Introduction to Economics                                      Lesson of 28 November 2006



An annual meeting of the G20, an informal group of Finance Ministers and Reserve Bank Governors from 20 major industrial and emerging nations from around the world, was held in Melbourne last weekend.  Member nations include Argentina, Australia, Brazil, Canada, China, France Germany, India, Indonesia, Italy, Japan, South Korea, Mexico, Russia, Saudi Arabia, South Africa, Turkey, UK, USA and the European Union.  The IMF and the World Bank also participated.  Between them the members include 80% of world trade, 85% of global GDP and 2 thirds of the world’s population.

The theme of the meeting was “Building and Sustaining Prosperity”.  This is very much an economic theme.  It is part of what is called Development Economics.



Development Economics is the branch of economics that studies developing countries, by which is meant relatively poor countries or those with a low standard of living.  Since it is often said that development in such context means enabling the inhabitants of a country to lead happy, healthy, creative and fulfilling lives it is more than just a question of economics.  That is to say, development is more than a matter of income growth, including such things as cultural integrity, equality and political freedom.  Economics however clearly has a major role to play in development.

Most relatively poor countries are found in one of 3 regions; Sub-Saharan Africa, South Asia and Latin America.  However poor countries are found everywhere and relatively rich ones in the 3 regions.



In the modern context, Development is largely a post WW 2 phenomenon, its beginnings coinciding with the large-scale decolonisation that followed such event.  It arose initially from a world divided into 3; firstly the Free World, largely comprising the developed countries of the so-called West, secondly the Soviet bloc and thirdly the rest, or the countries of the Third World.  Terminology has tended to vary over the years and has included the under- or less- developed world, the South or less developed counties [LDCs], all of which are essentially synonymous. 

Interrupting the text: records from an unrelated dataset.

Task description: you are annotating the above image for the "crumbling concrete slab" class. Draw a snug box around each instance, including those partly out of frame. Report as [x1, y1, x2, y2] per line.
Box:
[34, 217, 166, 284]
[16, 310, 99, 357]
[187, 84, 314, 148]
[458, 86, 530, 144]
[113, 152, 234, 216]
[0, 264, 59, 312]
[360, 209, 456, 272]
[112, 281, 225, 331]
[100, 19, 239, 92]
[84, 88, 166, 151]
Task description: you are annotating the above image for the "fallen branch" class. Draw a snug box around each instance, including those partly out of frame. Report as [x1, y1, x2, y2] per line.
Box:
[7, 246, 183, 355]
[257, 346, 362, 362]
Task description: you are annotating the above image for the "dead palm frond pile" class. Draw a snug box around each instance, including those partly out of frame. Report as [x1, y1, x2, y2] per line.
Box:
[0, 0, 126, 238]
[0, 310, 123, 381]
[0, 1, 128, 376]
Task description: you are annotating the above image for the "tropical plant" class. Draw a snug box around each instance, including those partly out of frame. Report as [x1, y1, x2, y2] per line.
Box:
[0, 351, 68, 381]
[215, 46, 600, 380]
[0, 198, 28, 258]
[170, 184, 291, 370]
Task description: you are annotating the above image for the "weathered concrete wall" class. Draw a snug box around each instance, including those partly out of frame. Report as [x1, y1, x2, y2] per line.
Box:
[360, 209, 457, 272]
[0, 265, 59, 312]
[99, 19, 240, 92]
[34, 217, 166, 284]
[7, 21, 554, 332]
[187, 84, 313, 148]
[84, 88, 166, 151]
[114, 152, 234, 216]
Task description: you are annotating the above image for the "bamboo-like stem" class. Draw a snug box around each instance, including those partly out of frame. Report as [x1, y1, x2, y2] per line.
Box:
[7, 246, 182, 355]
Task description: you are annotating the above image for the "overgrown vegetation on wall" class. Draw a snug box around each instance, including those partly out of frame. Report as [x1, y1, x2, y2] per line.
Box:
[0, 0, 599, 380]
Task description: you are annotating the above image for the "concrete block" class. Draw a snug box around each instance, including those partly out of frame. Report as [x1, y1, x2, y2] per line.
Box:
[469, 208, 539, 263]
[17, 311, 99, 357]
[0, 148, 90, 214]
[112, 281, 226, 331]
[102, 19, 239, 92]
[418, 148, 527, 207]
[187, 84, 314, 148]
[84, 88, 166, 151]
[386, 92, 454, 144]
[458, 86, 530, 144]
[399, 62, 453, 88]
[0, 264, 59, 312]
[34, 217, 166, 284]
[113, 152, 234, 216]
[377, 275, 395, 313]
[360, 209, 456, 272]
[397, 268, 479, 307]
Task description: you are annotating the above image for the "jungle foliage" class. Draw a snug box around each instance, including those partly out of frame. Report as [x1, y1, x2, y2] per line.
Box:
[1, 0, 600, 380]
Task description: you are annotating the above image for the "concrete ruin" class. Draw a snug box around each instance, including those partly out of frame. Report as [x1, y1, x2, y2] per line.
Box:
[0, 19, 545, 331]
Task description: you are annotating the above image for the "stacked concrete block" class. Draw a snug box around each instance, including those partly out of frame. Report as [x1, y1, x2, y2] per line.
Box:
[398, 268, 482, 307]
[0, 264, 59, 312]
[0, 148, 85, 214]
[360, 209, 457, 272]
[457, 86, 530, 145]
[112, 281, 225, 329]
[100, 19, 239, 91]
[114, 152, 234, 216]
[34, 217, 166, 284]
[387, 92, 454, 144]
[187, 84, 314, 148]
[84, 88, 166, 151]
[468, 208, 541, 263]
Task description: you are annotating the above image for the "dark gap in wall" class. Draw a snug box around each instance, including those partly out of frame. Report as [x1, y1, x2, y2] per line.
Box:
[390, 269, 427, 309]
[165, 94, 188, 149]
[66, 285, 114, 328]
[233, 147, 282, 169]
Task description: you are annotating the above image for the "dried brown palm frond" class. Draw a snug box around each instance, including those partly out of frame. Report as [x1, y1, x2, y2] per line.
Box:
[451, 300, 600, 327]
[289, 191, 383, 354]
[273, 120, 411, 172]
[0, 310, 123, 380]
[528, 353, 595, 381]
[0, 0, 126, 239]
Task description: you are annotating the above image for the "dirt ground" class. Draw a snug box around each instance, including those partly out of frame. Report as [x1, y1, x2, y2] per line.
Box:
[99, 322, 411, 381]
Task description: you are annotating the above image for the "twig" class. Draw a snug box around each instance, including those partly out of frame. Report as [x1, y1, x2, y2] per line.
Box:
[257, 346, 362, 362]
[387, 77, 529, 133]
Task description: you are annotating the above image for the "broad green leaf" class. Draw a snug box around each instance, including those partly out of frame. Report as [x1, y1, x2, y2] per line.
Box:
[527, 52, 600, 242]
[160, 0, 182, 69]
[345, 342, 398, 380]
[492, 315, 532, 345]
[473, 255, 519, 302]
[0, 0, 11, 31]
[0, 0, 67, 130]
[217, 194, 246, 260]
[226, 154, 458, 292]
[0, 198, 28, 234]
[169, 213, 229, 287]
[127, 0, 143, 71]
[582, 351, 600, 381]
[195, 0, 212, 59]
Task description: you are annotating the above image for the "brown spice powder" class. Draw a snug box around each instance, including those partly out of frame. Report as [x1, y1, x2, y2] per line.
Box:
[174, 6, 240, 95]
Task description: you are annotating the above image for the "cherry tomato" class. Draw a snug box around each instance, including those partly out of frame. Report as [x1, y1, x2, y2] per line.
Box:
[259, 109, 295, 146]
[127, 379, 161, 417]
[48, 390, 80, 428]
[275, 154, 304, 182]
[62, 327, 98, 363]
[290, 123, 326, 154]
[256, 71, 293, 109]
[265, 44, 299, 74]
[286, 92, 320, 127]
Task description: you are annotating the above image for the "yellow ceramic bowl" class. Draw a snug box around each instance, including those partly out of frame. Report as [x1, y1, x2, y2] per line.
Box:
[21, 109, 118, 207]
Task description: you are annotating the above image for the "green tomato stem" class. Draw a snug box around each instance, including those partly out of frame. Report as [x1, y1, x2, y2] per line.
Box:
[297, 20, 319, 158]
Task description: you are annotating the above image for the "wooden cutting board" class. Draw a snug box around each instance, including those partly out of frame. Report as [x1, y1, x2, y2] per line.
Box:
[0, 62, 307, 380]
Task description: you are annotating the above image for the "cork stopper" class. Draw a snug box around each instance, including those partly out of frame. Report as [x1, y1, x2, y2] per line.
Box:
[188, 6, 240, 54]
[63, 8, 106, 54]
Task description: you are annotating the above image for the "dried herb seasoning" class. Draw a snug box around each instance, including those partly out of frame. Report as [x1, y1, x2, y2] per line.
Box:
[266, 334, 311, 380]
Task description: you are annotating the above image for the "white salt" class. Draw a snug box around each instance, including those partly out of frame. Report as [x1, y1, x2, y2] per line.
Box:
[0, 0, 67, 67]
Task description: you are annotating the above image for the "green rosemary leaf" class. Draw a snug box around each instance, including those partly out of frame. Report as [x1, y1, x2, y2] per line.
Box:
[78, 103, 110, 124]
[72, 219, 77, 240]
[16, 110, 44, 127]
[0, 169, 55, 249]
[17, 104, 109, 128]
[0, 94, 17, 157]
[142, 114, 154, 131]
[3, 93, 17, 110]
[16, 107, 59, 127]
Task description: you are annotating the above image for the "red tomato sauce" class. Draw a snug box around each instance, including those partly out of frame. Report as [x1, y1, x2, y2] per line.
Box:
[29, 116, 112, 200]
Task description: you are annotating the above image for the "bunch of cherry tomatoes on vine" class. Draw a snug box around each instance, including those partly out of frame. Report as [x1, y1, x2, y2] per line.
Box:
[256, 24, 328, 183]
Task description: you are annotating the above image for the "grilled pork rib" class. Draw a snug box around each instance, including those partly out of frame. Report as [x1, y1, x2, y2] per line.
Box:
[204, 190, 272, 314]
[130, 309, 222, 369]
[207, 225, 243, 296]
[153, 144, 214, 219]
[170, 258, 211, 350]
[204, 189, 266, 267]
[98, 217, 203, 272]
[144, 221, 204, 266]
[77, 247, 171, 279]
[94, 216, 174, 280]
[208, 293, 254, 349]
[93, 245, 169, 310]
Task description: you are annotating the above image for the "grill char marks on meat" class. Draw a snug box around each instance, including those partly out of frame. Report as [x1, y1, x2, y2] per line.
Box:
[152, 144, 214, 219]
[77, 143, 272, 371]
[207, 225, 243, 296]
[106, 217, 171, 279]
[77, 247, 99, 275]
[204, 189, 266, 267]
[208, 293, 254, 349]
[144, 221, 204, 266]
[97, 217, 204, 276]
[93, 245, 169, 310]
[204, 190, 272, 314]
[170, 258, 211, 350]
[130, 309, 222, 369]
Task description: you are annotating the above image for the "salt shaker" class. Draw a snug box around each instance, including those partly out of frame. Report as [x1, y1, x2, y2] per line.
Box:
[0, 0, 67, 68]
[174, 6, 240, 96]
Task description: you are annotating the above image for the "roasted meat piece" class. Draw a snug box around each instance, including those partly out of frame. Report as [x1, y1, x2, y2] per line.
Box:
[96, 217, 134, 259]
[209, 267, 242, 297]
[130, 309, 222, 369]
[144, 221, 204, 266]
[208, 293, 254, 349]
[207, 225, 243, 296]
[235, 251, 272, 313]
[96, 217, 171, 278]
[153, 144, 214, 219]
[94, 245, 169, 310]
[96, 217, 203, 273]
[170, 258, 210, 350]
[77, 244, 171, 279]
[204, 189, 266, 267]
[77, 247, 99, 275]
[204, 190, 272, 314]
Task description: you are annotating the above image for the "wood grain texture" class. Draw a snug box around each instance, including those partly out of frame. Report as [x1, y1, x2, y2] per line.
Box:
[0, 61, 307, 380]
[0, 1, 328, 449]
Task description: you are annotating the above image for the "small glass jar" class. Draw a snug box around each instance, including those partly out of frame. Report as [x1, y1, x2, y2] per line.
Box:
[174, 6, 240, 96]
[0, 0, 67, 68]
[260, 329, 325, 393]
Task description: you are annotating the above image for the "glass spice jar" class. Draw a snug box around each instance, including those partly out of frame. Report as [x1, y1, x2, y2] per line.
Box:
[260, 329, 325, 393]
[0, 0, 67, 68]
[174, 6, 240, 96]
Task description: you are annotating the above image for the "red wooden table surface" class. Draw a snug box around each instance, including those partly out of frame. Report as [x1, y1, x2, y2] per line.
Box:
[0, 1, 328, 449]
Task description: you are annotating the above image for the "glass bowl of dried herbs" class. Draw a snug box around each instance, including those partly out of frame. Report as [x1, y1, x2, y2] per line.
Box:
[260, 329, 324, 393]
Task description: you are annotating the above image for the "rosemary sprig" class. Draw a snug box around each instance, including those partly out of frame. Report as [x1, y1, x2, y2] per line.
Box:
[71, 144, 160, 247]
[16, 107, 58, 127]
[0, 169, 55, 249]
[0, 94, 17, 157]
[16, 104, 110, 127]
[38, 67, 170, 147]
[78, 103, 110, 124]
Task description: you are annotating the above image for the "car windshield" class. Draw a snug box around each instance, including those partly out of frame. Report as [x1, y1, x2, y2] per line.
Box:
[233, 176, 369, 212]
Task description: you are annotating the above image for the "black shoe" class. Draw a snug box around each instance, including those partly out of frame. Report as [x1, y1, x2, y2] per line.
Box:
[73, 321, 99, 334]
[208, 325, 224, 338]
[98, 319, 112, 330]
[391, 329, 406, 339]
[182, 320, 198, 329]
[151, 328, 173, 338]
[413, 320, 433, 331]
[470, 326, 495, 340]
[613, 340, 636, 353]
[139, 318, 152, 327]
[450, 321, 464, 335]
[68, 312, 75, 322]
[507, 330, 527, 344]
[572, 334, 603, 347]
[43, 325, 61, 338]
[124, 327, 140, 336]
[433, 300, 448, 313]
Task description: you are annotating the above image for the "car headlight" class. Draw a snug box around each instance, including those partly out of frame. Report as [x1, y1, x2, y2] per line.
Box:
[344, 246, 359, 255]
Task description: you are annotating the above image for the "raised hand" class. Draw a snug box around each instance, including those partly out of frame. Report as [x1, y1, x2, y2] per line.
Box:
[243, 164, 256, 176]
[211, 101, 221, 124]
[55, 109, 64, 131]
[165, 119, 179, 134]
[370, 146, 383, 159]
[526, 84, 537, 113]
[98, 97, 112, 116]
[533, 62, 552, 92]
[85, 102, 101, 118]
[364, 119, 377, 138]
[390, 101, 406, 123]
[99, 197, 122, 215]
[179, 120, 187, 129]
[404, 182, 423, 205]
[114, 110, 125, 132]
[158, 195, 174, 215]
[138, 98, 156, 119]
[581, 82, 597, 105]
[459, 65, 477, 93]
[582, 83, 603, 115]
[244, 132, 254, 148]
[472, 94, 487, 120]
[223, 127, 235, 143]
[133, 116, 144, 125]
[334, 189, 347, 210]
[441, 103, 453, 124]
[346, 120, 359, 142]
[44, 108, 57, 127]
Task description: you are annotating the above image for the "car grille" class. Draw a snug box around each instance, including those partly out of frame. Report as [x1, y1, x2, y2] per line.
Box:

Development is big business.  This is reflected in the size and significance of the large number of institutions, departments and organisations international, national and private that are dedicated to or involved with it.  They include for example the World Bank, the Asian Development Bank, the African Development Bank, the Food and Agricultural Organisation [FAO], USAID, AusAid and Oxfam.  It is estimated that in the last 50 years the so-called West [or North] has expended US $ 2.3 trillion by way of foreign aid.

There are a large number of economists involved in the study of development economics including a number of Nobel Laureates such as Gunnar Myrdal and Amartya Sen.  Each year thousands of articles and a large number of books are published on the subject.  It involves major themes such as globalisation, foreign aid and central planning. In 2006 a Nobel Prize [the Peace rather than the Economics] was awarded to Professor Muhammed Yunus and his Grammeen Bank of Bangladesh, an institute aiming to provide effective small scale lending to individual development and the reduction of poverty.

Within the economics profession itself there is much disagreement about the theories and methods of development economics.  Some challenge the idea that separate or unique theories of economic development exist at all outside of the ambit of mainstream economics.  There is often considerable acrimony between some of the leading proponents of development economics such as Professor Jeffrey Sachs, who emphasis geography as a leading cause of ongoing poverty and urges increased aid and foreign aid sceptics such as William Easterly or Peter Bauer.  Other major areas of dispute include the role in economic development of population control and the need or efficacy therein of large-scale debt forgiveness or reduction.